The Italian pig is revered. One of Italy’s most famous salumi comes in the form of cured hams known as prosciutto crudo. The celebrated hams of San Daniele, Parma and Toscana are so valued for their flavor, aroma and methods of preparation that they are given DOP aka PDO (Protected Designation of Origin) certification, the Italian government’s seal of approval that they are a product of a food tradition that can occur nowhere else. DOP certification sets out strict rules regarding the genetic make-up and breeding of pigs that will be wearing the ducal crown (the trademark of Prosciutto di Parma) or those whose hams are elegantly shaped like a Stradivarian violin (Prosciutto di San Daniele).
Porchetta, a suckling pig rolled up and spit roasted (girarosto) over a wood fire with salt, pepper, garlic and wild fennel has a gastronomic reputation that goes back to the time of the ancient Etruscans.
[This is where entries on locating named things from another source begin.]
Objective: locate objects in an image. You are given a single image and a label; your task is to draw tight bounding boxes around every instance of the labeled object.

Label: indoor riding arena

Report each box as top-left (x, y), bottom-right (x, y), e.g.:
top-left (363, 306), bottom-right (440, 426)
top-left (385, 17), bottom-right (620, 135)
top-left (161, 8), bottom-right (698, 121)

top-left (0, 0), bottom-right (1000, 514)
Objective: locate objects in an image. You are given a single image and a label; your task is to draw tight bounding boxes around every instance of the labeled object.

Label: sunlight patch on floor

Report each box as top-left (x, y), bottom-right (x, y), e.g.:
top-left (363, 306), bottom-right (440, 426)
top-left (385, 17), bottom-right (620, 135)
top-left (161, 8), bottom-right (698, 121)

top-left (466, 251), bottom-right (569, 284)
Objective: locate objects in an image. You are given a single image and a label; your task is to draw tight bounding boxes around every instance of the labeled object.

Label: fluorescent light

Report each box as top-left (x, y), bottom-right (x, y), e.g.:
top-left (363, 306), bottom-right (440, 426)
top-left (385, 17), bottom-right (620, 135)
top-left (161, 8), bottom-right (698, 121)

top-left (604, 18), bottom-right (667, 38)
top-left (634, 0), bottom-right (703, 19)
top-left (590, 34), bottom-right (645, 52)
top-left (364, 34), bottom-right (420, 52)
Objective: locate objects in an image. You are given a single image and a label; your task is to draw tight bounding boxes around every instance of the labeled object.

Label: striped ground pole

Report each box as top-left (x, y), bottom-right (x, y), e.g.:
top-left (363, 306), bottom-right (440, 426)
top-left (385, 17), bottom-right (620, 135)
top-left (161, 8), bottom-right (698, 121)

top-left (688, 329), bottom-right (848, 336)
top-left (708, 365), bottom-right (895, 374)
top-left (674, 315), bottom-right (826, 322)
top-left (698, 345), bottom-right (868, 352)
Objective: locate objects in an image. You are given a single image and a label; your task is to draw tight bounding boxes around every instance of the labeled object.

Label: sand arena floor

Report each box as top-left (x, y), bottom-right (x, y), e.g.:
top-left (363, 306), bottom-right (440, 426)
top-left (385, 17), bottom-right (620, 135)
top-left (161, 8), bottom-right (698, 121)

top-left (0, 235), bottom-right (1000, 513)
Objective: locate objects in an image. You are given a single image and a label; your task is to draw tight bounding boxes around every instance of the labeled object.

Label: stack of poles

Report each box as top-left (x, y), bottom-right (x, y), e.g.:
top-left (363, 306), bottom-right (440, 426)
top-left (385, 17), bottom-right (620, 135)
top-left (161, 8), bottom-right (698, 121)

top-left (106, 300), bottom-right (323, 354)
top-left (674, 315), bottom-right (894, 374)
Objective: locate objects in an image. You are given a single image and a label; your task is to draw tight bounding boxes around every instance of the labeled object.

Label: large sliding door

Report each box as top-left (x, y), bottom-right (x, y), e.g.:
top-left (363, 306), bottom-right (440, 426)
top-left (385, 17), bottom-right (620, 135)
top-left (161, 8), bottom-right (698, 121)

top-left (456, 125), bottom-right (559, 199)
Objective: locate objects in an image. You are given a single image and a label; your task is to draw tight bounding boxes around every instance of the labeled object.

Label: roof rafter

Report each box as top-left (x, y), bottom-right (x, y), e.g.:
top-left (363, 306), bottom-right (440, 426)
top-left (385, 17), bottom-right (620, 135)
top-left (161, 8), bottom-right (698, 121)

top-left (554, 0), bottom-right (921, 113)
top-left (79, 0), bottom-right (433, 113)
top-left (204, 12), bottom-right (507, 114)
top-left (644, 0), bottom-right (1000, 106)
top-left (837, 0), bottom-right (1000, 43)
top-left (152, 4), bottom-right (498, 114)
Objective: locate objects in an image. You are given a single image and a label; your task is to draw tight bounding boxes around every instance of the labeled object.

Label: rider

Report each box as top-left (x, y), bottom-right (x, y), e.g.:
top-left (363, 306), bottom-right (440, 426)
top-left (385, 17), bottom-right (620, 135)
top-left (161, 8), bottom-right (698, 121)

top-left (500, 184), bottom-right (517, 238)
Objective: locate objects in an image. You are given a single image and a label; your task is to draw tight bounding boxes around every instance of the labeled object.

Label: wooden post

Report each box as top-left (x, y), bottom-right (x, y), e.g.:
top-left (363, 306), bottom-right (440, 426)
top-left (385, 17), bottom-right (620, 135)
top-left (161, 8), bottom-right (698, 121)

Just about every sagra or street fair in Italy will have a porchetta on the spit with a line of Italians strung out waiting for packets of sliced pork (maiale) to eat on the spot or take home.
Signor Pig is treated very well in Italy. He was always respected as a symbol of plenty. The Cinta Senese or Sienese Belt Pig (named for a white belt around their chest) is pictured in a famous fresco by Ambrogio Lorenzentti (1338) in Siena’s Palazzo Comunale (town hall) titled L’Allegoria del Buon Governo (the good/wise government). In the contra fresco il cattivo governo (the bad government), the pigs are missing and in the quarries of Michelangelo the cured lard of Colonnata (Lardo di Colonnata), with the intoxicating flavor of aromatic spices and herbs is an artisanal delicacy thinly sliced and served over warm Tuscan bread that can be described as nothing less than inscensual.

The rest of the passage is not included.